‘Hé, les blancs, pourquoi marchez-vous?’

Blog

Kleine filosofie van het flaneren als mundele

‘Hé, les blancs, pourquoi marchez-vous?’

‘Hé, les blancs, pourquoi marchez-vous?’
‘Hé, les blancs, pourquoi marchez-vous?’

Heel wat blanken die ik ontmoette vinden rondwandelen in Gombe (downtown Kinshasa) een gek idee. Zonder het gevaar op beroving en afzetting te willen minimaliseren (ik ontsnapte er zelf driemaal aan), moet ik toch zeggen dat het levensbedreigende hem vooreerst zit in het rijgedrag van de gemotoriseerde weggebruiker.

Wie zich als mundele (blanke) regelmatig op de voetpaden van Kinshasa begeeft (of wat daarvoor moet doorgaan) zonder al te dure en opzichtige gadgets op zak, weet dat hij onbevreesd hele arealen van de stad kan verkennen, en dat het nooit saai is dans les rues, nooit.

div .broodtekst { font-size:19px; }

Een avond, na de oerknal

Is er in de stoffige straten van Kinshasa ruimte

voor nostalgie naar de kindertijd of voor

de weemoed van het ouder worden,

vraag je je nu en dan af. Wat betekenen

deze woorden, waarachter gevoelens schuilgaan

die de tijdsdimensie van het leven inkleuren en die vruchtbaar kunnen zijn –

want soms zetten ze aan tot reflectie, wat betekenen ze

voor hen die eergisteren en overmorgen

al zien wegdeemsteren in het onbevattelijke?

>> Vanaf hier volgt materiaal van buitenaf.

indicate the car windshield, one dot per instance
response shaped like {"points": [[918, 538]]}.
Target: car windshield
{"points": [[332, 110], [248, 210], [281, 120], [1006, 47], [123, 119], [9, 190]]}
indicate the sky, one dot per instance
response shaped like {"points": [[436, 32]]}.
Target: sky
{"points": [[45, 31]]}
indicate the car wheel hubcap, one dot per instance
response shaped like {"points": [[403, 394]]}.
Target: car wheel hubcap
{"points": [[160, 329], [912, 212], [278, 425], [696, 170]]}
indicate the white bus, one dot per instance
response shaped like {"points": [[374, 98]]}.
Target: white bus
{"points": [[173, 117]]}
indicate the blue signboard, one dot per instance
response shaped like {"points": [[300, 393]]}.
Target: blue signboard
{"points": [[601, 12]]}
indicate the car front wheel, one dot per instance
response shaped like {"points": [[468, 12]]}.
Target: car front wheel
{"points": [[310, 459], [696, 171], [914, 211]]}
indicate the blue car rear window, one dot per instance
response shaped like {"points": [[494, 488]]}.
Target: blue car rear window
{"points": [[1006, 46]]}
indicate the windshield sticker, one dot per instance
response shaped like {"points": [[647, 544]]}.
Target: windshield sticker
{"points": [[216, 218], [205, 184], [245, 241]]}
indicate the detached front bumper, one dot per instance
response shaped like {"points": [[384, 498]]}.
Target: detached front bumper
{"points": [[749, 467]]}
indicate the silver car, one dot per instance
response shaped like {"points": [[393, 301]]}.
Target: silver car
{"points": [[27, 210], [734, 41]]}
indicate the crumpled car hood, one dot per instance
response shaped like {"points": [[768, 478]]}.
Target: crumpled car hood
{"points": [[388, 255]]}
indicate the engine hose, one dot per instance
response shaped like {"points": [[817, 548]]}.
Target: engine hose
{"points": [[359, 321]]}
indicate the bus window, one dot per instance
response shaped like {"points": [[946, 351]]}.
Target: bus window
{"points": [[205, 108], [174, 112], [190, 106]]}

Morgen en gisteren heeft het Lingala in hetzelfde woord ondergebracht,

lobi,

om geen tijd te verliezen, om de tijd te verliezen.

De tijdsboog is

boven de wegen van deze stad zo kort

en strak gespannen

dat er enkel schrille, droge

en percussieve klanken uit komen,

een beetje zoals het taxigetoeter

met zijn kortademige kopstem,

waarvan het ritme vaak niet ten onrechte

de indruk wekt

dat de wagens in horten en

stoten optrekken en

remmen. Taxi’s zijn de particuliere wagens

die de trottoirs van de Boulevard patrouilleren

op zoek naar passagiers. Je maakte er zelf, enige tijd terug, dagelijks gebruik van.

De eerste weken na je aankomst gebruikte je ze niet,

nadien gebruikte je ze een tijdlang dagelijks,

tegenwoordig gebruik je ze niet meer

en fiets je of kruip je achterop op de moto-taxis.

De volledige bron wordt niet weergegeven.